He had to tell her something.
He wet his lips and swallowed.
“I love you.”
She looked at him and her eyes rose in a feeble attempt at a smile that her mouth didn’t have the strength to make. A single tear rolled down her cheek as a faint whisper of a breath passed through her colorless lips.
The machine monitoring her heart let out a long, single, droning note.
The only mother he’d ever known, would ever know, was dead.
• • •
He closed the locker, clicked the combination lock tight, slung his backpack over his shoulder, and headed down the hall.
“Hey!”
He heard the voice, a girl’s, but he kept walking. She wasn’t talking to him.
“Hey! Wait up!”
Maybe she was talking to him. He felt a hand on his shoulder and turned around. He looked down—in his teenage years he’d grown taller than pretty much anyone else at his school—and stared.
“I know you don’t talk much, but I’m pretty sure you can hear.”

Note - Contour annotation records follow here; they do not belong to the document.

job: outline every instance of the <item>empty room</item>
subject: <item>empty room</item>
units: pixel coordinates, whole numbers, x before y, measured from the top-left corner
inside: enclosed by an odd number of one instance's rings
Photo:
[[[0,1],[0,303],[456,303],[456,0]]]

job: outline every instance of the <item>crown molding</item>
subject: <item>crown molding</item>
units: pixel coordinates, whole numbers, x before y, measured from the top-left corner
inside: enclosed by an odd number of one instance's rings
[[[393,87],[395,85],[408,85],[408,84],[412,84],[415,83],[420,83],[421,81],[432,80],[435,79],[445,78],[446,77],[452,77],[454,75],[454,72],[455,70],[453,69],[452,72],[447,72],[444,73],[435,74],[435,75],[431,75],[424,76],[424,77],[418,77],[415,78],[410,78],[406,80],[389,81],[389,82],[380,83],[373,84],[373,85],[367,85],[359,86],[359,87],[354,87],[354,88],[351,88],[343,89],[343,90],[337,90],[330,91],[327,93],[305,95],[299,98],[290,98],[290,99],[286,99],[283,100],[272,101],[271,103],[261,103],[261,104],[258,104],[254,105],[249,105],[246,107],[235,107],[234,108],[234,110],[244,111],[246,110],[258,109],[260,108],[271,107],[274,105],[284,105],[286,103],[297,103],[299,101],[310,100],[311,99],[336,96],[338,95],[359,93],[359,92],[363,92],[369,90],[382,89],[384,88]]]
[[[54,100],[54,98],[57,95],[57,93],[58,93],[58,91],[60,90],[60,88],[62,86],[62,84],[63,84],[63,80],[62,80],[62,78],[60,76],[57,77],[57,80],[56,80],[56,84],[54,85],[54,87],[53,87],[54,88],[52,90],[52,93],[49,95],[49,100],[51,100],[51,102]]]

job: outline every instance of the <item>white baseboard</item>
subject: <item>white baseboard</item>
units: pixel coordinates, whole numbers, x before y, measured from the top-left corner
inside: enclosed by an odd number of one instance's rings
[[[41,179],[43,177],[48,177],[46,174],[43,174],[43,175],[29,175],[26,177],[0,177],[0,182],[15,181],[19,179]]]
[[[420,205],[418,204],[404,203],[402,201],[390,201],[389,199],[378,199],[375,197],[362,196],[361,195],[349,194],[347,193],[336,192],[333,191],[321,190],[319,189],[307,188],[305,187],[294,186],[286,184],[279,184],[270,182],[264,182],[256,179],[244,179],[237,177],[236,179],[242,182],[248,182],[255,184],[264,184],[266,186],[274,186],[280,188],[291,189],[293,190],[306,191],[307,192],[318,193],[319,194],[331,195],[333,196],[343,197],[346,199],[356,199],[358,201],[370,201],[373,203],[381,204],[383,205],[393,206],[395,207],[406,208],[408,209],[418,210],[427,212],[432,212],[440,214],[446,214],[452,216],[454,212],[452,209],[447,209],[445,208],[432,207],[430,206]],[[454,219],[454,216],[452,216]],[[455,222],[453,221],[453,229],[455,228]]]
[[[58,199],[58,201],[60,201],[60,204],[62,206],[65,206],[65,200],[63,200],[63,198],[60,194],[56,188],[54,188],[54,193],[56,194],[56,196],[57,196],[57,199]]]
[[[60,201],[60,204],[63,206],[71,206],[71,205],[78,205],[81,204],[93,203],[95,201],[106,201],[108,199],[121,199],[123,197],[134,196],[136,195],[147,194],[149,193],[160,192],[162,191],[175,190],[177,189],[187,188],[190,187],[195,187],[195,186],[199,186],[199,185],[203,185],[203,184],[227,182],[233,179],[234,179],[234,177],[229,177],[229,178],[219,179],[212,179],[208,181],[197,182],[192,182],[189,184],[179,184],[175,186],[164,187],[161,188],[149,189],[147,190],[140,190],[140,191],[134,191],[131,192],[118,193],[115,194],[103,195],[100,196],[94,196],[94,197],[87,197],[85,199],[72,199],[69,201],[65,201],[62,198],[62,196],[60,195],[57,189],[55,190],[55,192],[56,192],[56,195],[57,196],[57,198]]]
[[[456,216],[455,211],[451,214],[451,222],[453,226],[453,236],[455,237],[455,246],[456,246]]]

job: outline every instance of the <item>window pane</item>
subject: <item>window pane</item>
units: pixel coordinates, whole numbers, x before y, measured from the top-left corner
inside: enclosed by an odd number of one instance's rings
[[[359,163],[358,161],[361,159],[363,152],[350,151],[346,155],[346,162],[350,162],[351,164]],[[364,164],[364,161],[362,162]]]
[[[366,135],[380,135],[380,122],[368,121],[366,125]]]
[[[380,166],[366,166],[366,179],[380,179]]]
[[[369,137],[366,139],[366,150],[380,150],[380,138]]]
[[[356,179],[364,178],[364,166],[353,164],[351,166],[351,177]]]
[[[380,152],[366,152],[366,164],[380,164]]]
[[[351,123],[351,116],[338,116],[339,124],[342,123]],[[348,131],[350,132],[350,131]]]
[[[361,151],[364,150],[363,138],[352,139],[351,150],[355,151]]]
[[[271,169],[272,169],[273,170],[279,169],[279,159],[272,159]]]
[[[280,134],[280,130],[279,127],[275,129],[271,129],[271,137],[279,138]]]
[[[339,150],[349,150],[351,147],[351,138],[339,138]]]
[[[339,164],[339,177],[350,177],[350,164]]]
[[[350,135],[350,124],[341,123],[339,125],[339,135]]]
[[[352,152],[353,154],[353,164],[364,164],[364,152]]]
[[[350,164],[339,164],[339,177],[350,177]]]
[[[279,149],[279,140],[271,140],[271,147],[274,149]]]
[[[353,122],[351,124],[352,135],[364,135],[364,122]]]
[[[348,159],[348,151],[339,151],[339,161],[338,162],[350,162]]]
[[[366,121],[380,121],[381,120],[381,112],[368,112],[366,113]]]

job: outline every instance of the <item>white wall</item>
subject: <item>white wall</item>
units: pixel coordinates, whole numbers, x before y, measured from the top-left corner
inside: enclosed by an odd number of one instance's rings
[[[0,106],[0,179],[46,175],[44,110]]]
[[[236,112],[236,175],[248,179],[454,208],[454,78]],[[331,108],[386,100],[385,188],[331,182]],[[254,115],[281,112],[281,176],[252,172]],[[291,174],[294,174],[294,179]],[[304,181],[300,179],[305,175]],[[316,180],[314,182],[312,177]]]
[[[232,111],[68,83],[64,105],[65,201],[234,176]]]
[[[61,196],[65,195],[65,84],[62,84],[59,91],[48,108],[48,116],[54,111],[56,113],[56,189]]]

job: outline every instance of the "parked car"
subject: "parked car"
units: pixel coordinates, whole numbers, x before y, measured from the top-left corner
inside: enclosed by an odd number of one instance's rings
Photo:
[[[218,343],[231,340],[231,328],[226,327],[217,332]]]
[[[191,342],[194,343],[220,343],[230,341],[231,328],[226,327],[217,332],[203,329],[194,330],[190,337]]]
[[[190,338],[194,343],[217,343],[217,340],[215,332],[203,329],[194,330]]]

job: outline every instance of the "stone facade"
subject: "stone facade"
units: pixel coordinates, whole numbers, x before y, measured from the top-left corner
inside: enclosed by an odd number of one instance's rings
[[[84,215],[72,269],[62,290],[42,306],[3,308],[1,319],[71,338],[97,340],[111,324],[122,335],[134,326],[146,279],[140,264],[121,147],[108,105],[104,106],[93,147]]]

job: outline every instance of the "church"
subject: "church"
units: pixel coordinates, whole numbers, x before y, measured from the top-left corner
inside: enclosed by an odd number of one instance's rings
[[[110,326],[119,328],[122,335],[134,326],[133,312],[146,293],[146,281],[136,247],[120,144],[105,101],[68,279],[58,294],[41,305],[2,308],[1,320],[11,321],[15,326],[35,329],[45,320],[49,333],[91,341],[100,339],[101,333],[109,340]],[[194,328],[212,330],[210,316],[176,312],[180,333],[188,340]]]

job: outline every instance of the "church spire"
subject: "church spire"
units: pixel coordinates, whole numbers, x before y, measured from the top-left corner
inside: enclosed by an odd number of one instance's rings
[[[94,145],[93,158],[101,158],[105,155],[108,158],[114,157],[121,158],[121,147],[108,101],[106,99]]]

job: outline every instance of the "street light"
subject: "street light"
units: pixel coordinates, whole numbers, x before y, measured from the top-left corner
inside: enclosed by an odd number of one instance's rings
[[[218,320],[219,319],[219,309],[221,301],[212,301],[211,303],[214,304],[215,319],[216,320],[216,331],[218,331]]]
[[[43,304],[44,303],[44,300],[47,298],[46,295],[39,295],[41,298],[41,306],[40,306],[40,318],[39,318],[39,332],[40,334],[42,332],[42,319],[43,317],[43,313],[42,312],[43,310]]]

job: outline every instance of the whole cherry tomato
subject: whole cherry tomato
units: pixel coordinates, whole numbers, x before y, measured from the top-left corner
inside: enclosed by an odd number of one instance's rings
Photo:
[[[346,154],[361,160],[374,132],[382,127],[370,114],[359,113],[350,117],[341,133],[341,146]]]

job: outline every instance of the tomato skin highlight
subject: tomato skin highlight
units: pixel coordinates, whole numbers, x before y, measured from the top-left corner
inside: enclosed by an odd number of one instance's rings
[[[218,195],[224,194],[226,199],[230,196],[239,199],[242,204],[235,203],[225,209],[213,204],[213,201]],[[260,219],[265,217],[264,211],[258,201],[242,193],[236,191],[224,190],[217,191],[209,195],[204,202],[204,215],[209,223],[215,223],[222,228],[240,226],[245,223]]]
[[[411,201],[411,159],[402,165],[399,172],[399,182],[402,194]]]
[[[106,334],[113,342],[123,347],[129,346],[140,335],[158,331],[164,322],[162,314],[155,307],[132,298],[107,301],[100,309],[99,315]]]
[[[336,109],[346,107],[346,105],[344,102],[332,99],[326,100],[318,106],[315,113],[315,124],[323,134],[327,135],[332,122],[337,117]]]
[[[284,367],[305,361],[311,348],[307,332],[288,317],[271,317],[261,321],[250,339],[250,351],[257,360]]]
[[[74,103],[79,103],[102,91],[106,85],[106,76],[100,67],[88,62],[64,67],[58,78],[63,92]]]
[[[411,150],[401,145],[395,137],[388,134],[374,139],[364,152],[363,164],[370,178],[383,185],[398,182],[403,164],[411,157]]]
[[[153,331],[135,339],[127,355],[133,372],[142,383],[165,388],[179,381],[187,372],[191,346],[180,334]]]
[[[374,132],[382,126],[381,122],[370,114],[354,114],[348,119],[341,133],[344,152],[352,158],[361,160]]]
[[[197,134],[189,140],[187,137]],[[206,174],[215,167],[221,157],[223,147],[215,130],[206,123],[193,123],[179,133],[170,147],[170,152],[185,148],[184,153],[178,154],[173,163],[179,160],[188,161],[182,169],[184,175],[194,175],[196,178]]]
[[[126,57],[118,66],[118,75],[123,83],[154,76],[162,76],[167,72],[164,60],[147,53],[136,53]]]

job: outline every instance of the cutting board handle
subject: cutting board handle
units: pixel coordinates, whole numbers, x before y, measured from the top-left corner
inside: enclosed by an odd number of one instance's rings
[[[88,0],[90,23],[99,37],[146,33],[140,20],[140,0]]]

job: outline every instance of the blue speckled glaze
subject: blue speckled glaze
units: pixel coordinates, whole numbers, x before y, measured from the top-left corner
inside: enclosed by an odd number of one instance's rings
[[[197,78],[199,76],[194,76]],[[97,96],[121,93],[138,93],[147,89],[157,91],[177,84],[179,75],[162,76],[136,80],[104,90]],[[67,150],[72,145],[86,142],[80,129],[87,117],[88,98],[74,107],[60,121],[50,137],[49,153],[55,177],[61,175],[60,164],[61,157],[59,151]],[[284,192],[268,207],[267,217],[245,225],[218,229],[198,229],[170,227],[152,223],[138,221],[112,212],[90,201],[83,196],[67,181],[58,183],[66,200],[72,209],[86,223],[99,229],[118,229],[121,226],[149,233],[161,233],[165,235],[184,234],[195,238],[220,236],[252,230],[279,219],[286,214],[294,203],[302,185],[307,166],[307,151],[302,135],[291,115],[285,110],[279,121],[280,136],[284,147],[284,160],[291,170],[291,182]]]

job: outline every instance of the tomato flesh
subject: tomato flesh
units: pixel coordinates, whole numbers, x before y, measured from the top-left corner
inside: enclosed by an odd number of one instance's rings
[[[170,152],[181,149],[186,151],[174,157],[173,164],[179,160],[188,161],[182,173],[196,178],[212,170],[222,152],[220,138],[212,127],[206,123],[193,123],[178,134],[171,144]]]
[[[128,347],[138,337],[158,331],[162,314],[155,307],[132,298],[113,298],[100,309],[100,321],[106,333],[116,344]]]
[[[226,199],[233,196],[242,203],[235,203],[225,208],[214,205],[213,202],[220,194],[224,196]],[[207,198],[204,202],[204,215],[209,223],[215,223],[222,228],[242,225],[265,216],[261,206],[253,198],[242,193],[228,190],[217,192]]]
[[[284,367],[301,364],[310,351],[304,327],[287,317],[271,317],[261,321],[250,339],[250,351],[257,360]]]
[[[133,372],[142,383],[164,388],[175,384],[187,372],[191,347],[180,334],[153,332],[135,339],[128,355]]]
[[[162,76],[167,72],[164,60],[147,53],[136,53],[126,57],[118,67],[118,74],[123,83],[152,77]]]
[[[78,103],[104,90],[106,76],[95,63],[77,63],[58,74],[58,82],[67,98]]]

The words could’ve been insulting, but her grin and bright, gleaming blue eyes gave them an entirely different meaning.
“So, prom is coming up, and I know this might be weird because we don’t really talk, and I know girls aren’t usually the ones to do this, but it’s the end of the year, the end of all of this, really, so I figured I should just go for it and ask if you . . . wanted to go with me?”
He blinked in open surprise.
“To prom? Like, go together?”
He let t
he words sink in for a moment, smiled, and nodded his head.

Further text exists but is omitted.